The King's Speech

Among tried-and-true formulas for an effective, Oscar-candidate movie, the most reliable often concern either the activities of an ordinary person facing extraordinary circumstances or those of an extraordinary person challenged by the ordinary. Like The Queen before it, The King's Speech, a stately, carefully crafted specimen of a satisfying formula movie well positioned for the awards attention being heaped upon it, opts for the second variation and grounds the emotional drama in historical fact. In a performance of nuance and soul that would be more astonishing only if we hadn't become almost spoiled by expecting such quality from him, Colin Firth plays Prince Albert, who suddenly became Great Britain's King George VI when his older brother, King Edward VIII, abdicated the throne in 1936. King George was royalty, true. But he was also a private man whom his family called Bertie — and Bertie had a debilitating speech impediment that tormented him for much of his life. Even a king can have a common stutter, this sturdy backstairs-at-the-palace drama assures. Even a king could do with some trusted help. Even a king must find his own voice.

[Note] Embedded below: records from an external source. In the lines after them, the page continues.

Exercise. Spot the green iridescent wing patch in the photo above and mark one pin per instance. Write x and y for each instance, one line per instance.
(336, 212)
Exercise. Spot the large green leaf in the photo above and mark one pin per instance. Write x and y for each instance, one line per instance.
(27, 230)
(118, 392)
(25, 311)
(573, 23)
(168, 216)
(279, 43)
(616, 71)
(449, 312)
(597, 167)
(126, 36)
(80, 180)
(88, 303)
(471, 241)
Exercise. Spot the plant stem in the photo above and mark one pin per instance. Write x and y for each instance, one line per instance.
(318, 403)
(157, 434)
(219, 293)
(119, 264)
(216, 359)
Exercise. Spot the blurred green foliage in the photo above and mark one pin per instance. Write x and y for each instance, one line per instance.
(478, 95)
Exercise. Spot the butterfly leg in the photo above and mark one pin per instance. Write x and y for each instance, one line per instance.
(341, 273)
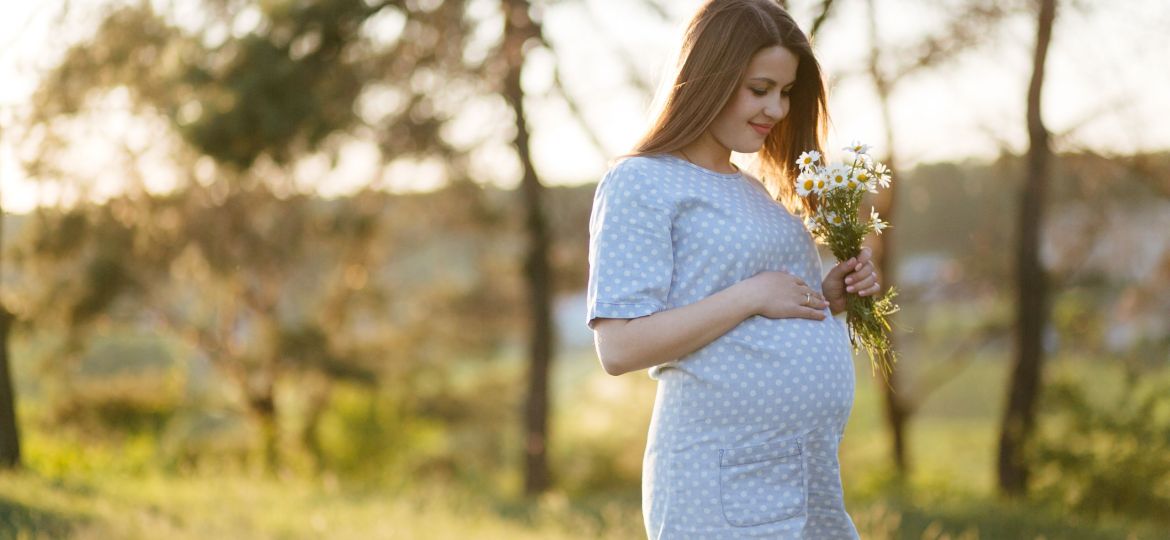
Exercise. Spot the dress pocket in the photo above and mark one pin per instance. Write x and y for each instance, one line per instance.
(762, 484)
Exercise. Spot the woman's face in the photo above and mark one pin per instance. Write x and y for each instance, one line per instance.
(759, 102)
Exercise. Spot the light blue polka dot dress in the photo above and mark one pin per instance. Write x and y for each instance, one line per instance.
(744, 436)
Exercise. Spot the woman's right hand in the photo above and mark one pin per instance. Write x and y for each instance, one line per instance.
(783, 296)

In this monarch's case, unlikely help arrived in the person of Lionel Logue (Geoffrey Rush), a highly unorthodox, self-taught Australian speech therapist who ended up as much in the role of an informal shrink as that of an unlicensed pathologist. The king's resourceful wife, Elizabeth (Helena Bonham Carter) — the future Queen Mother — found Logue and introduced the two. And at least as dramatized history would have it, the relationship got off to a rocky start. Firth is front and center in this intelligent crowd-pleaser, and he endows Albert-turned-George with a poignant dignity even while exposing his past as a lonely little boy who grew up stammering in the shadow of his imperious father and dashing brother. But Firth's triumph is seamlessly linked to his generous give-and-take with Rush (agile and expressive as ever) and Bonham Carter (a gentle ball of fire). The trio is grounded in turn by the well-written (if sometimes stagy) screenplay of David Seidler, a journeyman TV writer now 73 years old, who was himself a childhood stutterer. And as directed by Tom Hooper (who presided over HBO's Emmy-winning series John Adams), The King's Speech is simultaneously cozy and majestic.

It's also, truth to tell, a little square. The title carries a double meaning: The king's speech itself is trapped inside the stuttering man and needs coaxing by Logue to emerge. And also, the movie climaxes with the fateful speech King George made to his subjects, rallying them on the eve of World War II. Lest the audience miss a cue, Hooper and soundtrack composer Alexandre Desplat count on the ringing grandeur of Beethoven's Seventh Symphony — the famous second movement, no less — to amp the emotions. With instincts like these, Oscar speeches are bound to follow.